Good communication skills are vital to all our relationships, whether at work or at home, and there is much we can do to make them effective. In ‘7 Habits of Highly Effective People’, Stephen Covey encourages us to “seek first to understand and then to be understood”. Communicating well with one another is vital to understanding and we believe it’s all in how we listen.

So do you really listen?

As human beings, we are well-intentioned and often want to help or even ‘fix’ things for others. Consequently, in our everyday interactions, that can easily become seeking to speak, rather than listening. For example, waiting for the person speaking to pause for breath so we can give our:

  • advice,
  • opinion (including agreeing),
  • story of what we did when something similar happened to us.

In these circumstances neither person is really listening to the other. But, with some thought and awareness, we can learn to listen and really hear people. When we are truly heard, we connect to the person doing the listening and vice versa – which is great for all concerned.

How do we do that?

The type of listening we encourage people to practice on our sessions is ‘Listening Without Commentary’. It comes in two parts:

  • Listening without saying anything – giving our full attention to the other person without needing to say anything at all.
  • Listening without letting our mind wander off – this can be even more challenging than not saying anything.
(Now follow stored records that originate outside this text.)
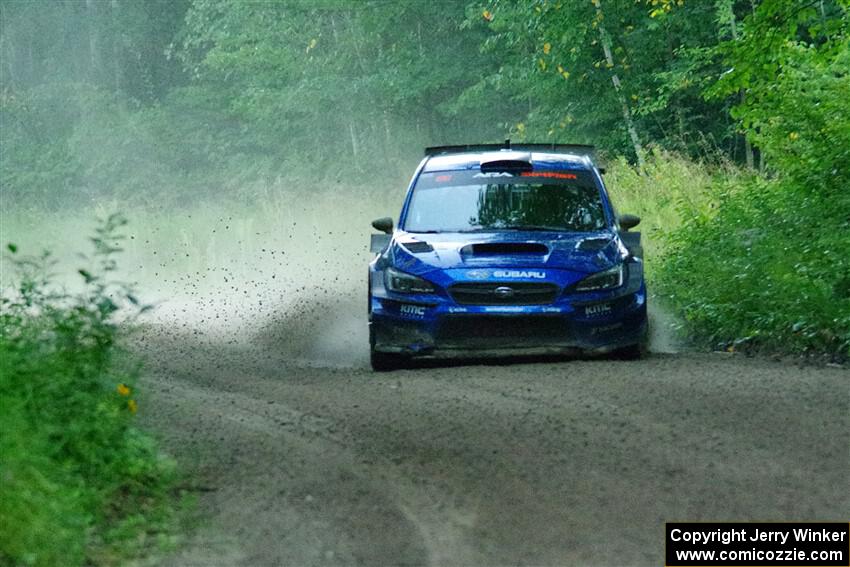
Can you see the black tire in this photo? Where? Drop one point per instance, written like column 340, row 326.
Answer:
column 385, row 361
column 631, row 352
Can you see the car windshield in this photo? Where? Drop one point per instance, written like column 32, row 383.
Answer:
column 470, row 201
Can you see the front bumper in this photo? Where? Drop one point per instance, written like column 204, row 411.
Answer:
column 603, row 323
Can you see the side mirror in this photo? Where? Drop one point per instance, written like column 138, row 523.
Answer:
column 629, row 221
column 384, row 224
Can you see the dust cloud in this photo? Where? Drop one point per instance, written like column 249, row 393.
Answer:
column 285, row 277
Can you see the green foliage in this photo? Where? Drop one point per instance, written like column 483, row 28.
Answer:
column 79, row 484
column 667, row 191
column 769, row 269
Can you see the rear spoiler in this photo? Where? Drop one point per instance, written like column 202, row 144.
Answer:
column 575, row 149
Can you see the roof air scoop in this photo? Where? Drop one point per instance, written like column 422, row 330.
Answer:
column 504, row 249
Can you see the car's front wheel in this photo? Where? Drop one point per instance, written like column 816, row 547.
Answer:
column 385, row 361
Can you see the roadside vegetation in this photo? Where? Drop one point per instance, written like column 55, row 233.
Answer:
column 79, row 483
column 725, row 123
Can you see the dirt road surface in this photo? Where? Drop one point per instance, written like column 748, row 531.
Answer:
column 545, row 463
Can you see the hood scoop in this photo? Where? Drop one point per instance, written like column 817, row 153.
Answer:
column 417, row 247
column 505, row 249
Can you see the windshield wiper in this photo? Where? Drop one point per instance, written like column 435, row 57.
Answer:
column 538, row 227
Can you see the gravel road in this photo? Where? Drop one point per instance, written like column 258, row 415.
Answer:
column 545, row 463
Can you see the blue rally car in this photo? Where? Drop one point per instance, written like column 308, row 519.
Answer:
column 506, row 250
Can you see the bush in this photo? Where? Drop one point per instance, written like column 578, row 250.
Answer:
column 79, row 484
Our minds will wander off – into our own ‘commentary’ of advice, agreement / disagreement etc. and it’s natural for thoughts to arise.

We practice ‘Being Present’ on all our sessions, which is simply the act of taking notice on purpose. When we listen without commentary we bring that awareness to our listening. When you are listening to someone and you notice thoughts appearing in your head, just bring yourself back to listening again. It is possible that you may have to do this again and again. There is no need to judge yourself for this, be kind and gentle and just return to listening.
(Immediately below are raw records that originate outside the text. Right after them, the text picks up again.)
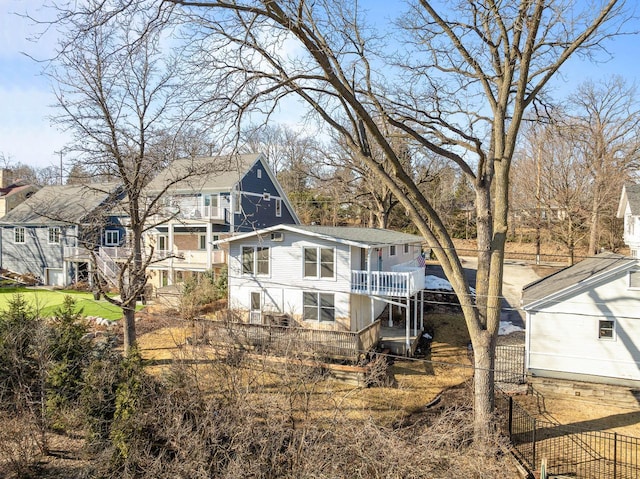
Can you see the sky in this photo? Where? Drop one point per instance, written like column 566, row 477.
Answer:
column 27, row 135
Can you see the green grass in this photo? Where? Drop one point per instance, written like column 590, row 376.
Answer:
column 46, row 302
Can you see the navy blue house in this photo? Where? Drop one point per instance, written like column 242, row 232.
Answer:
column 205, row 199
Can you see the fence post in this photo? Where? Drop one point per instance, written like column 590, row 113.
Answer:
column 534, row 444
column 615, row 455
column 510, row 418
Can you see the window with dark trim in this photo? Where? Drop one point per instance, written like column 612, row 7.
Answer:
column 319, row 307
column 111, row 237
column 255, row 260
column 606, row 329
column 19, row 235
column 54, row 235
column 319, row 262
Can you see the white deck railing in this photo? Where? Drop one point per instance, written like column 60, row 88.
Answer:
column 388, row 283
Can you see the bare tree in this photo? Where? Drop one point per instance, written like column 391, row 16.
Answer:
column 605, row 126
column 458, row 85
column 459, row 89
column 118, row 94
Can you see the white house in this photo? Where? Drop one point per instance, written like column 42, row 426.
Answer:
column 583, row 323
column 205, row 199
column 328, row 278
column 629, row 209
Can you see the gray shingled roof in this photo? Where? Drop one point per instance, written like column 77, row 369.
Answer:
column 60, row 204
column 572, row 275
column 196, row 174
column 365, row 236
column 633, row 197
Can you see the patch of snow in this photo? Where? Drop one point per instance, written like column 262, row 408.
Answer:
column 508, row 328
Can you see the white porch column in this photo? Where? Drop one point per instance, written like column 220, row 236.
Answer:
column 373, row 309
column 415, row 315
column 408, row 327
column 422, row 310
column 369, row 271
column 209, row 246
column 171, row 252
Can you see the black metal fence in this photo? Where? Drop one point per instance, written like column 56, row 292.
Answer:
column 568, row 450
column 509, row 365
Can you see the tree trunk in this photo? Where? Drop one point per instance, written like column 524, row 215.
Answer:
column 483, row 385
column 129, row 327
column 594, row 230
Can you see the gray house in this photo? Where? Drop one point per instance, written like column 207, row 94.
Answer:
column 50, row 235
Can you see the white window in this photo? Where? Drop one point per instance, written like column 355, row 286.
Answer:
column 54, row 235
column 319, row 262
column 18, row 235
column 606, row 329
column 237, row 202
column 255, row 260
column 112, row 238
column 319, row 307
column 278, row 207
column 163, row 243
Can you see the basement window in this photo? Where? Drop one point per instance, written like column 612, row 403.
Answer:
column 606, row 329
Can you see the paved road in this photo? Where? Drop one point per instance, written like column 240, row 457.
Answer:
column 516, row 275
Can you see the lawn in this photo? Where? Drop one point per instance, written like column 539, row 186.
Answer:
column 46, row 302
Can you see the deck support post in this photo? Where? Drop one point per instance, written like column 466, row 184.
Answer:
column 415, row 315
column 209, row 246
column 170, row 247
column 408, row 327
column 422, row 310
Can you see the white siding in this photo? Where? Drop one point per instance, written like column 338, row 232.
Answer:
column 563, row 337
column 283, row 287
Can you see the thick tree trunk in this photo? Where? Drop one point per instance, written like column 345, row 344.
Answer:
column 594, row 231
column 129, row 327
column 483, row 384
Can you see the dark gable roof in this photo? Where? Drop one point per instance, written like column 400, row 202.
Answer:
column 60, row 204
column 363, row 237
column 633, row 197
column 196, row 174
column 370, row 236
column 573, row 275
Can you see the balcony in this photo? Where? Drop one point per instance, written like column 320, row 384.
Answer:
column 194, row 258
column 388, row 283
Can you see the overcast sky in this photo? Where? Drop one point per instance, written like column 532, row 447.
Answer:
column 26, row 135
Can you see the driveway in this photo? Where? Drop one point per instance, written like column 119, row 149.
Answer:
column 517, row 274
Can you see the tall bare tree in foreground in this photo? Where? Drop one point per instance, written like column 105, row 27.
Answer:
column 457, row 83
column 118, row 94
Our experience is that this can take practice but being able to really listen to someone else is a gift to both them and you. Having space to truly be heard without someone judging you, trying to solve your problems or fix things for you is very helpful. Mostly when we have an opportunity to be listened to we will find a space where we can gain our own clarity about what we would like to do.

Even in everyday conversations the more you can bring yourself to ‘listen without commentary’ when someone else is speaking the better your relationships will become.